Cannes 19: ATLANTIQUE von Mati Diop (Wettbewerb)

Ada (Mame Bineta Sane) © MK2 Distribution

Ada soll den reichen Omar heiraten. Aber sie liebt den armen Suleiman. Suleiman arbeitet in Dakar auf der Baustelle eines riesigen Hotelturms. Allerdings haben er und seine Kollegen seit drei Monaten keinen Lohn mehr bekommen.

Darum steigen sie in der Nacht in eine Piroge und versuchen, nach Spanien zu gelangen. Die Piroge sinkt im Sturm, die jungen Männer ertrinken.

Am Abend der Hochzeit von Ada mit Omar fängt das neue luxuriöse Ehebett in der neuen luxuriösen Wohnung spontan Feuer: Keine Spur von Einbrecher, kein konkretes Zeichen für Brandstiftung. Dafür bekommt Ada am nächsten Morgen eine SMS von Suleiman auf das iPhone, das ihr Omar geschenkt hat.

Und der Geschäftsmann, der die Arbeiter um drei Monate Lohn geprellt hat, erhält Besuch von jungen Frauen mit blinden Augen. Mitten in der Nacht. Niemand weiss, wie sie in seine Wohnung geraten sind. Sie fordern den Lohn.

Was in der Zusammenfassung klingt wie der Plot eines Kurzfilmes, war tatsächlich mal einer. Mati Diop (geboren 1982) ist die Tochter des Sängers Wasis Diop («Toxu») und die Nichte des senegalesischen Filmemachers Djibril Diop Mambéty.

Die Schauspielerin und Filmemacherin ist eine der vier Filmemacherinnen, welche dieses Jahr den Frauenanteil im Wettbewerb von Cannes bestreiten. Aber auch wenn Festivalleiter Thierry Fremaux immer wieder betont, Filme würden einzig auf Grund ihrer Qualität ausgewählt, weckt Atlantique da wieder Zweifel.

Das ist ein Film mit eben so vielen Qualitäten wie Schwächen. Ein unbeholfenes Drehbuch wird von teilweise ebenso unbeholfenen Schauspielerinnen und Schauspielern umgesetzt. Viele Details wirken fast herablassend lächerlich. Etwa, dass ein Starpolizist vom Kommissar auf einen Matratzenbrand angesetzt wird. Oder dass der korrupte Geschäftsmann schliesslich vor lauter Angst mit 32 Millionen auf den Friedhof geht, um sich von den Geistern seiner indirekten Opfer freizukaufen.

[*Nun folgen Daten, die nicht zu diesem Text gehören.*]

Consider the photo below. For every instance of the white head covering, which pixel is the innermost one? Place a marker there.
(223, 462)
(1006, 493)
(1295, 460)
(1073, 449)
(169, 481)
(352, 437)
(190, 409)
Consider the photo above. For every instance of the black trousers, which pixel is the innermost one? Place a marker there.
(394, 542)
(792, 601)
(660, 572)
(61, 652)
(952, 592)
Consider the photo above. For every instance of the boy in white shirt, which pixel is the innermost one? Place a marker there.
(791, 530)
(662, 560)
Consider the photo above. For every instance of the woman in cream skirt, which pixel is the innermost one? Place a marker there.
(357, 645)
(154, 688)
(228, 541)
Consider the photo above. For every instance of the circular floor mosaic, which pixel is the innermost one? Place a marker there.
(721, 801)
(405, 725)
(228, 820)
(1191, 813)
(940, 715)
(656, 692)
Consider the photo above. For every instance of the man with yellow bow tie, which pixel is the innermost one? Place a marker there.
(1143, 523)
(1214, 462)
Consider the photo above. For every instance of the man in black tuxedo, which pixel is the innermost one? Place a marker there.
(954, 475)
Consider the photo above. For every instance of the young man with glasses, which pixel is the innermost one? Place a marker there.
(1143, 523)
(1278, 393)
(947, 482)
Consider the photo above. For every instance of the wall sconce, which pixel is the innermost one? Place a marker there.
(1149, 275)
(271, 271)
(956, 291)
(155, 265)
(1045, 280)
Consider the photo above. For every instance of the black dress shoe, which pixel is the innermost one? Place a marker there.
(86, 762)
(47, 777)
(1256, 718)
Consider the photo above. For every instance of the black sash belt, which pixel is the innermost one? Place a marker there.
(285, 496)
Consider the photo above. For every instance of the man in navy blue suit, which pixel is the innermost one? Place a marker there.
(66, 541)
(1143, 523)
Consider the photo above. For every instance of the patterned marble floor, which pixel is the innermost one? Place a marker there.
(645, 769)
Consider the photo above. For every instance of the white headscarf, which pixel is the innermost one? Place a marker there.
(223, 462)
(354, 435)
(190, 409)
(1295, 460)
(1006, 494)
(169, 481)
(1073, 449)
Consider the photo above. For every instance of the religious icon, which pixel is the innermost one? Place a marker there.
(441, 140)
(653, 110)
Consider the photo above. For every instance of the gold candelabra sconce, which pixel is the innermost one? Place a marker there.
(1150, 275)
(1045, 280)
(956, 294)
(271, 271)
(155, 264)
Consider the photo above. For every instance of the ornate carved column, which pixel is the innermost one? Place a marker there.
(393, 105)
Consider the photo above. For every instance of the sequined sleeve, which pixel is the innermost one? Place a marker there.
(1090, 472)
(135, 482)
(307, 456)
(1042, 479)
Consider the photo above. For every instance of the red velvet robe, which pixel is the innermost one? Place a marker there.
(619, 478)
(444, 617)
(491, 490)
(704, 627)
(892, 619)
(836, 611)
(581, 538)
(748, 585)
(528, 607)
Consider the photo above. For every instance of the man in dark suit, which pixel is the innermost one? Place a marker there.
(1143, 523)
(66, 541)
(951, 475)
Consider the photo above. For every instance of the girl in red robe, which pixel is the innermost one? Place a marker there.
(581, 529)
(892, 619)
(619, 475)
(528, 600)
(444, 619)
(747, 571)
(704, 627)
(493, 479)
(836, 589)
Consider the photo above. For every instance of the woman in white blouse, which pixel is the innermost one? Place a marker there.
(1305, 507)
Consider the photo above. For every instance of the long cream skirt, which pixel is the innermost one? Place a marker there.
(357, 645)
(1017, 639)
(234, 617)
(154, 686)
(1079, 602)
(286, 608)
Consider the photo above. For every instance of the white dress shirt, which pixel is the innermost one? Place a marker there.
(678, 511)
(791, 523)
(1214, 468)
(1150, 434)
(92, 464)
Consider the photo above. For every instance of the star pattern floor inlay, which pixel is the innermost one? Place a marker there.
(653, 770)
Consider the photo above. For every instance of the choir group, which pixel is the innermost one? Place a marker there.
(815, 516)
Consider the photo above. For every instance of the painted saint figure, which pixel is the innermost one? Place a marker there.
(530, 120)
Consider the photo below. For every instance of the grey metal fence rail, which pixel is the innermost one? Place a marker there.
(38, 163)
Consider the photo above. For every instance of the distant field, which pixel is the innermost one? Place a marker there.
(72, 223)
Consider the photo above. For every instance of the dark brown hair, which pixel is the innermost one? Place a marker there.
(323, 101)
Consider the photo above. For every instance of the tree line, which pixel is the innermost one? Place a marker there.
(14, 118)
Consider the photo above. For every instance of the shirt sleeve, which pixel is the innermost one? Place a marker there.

Anderes mag realistisch sein, etwa der Umgang der Freundinnen von Ada mit den Möglichkeiten des glamouröseren Lebens, die Blindheit ihrer Eltern für die Wünsche der Tochter, die irren Kontraste zwischen Mega-City Ambitionen und extremer Armut.

Aber wenn Mati Diop, die ambitioniert auf Wolof gedreht hat, meint, sie habe mit diesem Film ihre Wurzeln im Senegal wieder gefunden, sie, die in Frankreich aufgewachsen ist, dann kommen doch Zweifel auf.

Die Mischung von Parabel und Aberglauben, von Korruption und Naivität mit der Realität jener, die im Mittelmeer ertrinken auf der Suche nach einem anderen Leben hat bekommt etwas blasiertes in der Perspektive dieser jungen Frau, deren Liebe den Tod überwindet – vielleicht. Denn so ganz genau weiss man es am Ende des Films nicht. Auch wenn klar wird, dass der Polizist dem Geist von Suleiman offenbar unfreiwillig seinen Körper geliehen hat, für eine letzte, geisterhafte Hochzeitsnacht.

Der Film ist mit Aufwand produziert und mit viel Musik unterlegt. Nicht immer sehr subtil. Mehrfach kommen sich Score und Gesang der Figuren im Film massiv in die Quere, manchmal ist der Bildschnitt so abrupt wie der des Tons. Und im Zweifelsfalls dienen Einstellungen auf den Sonnenuntergang und Meereswellen als Cutaway für nicht ganz aufgelöste Szenen.

Aus Sicht der Produzenten und wohl auch der Festivalverantwortlichen von Cannes entwirft dieser Film ein eigenständiges, weiblich geprägtes Bild vom Leben der senegalesischen Jugend und ihren Träumen und Hoffnungslosigkeiten. Vielleicht trifft das ja zu. Hoffentlich nicht.

Es ist nicht völlig auszuschliessen, dass mich die berüchtigte punktuelle Cannes-Überreizung in meinem Urteil über Atlantique etwas zu harsch werden lässt. Aber der Kurzfilm hätte mir gereicht.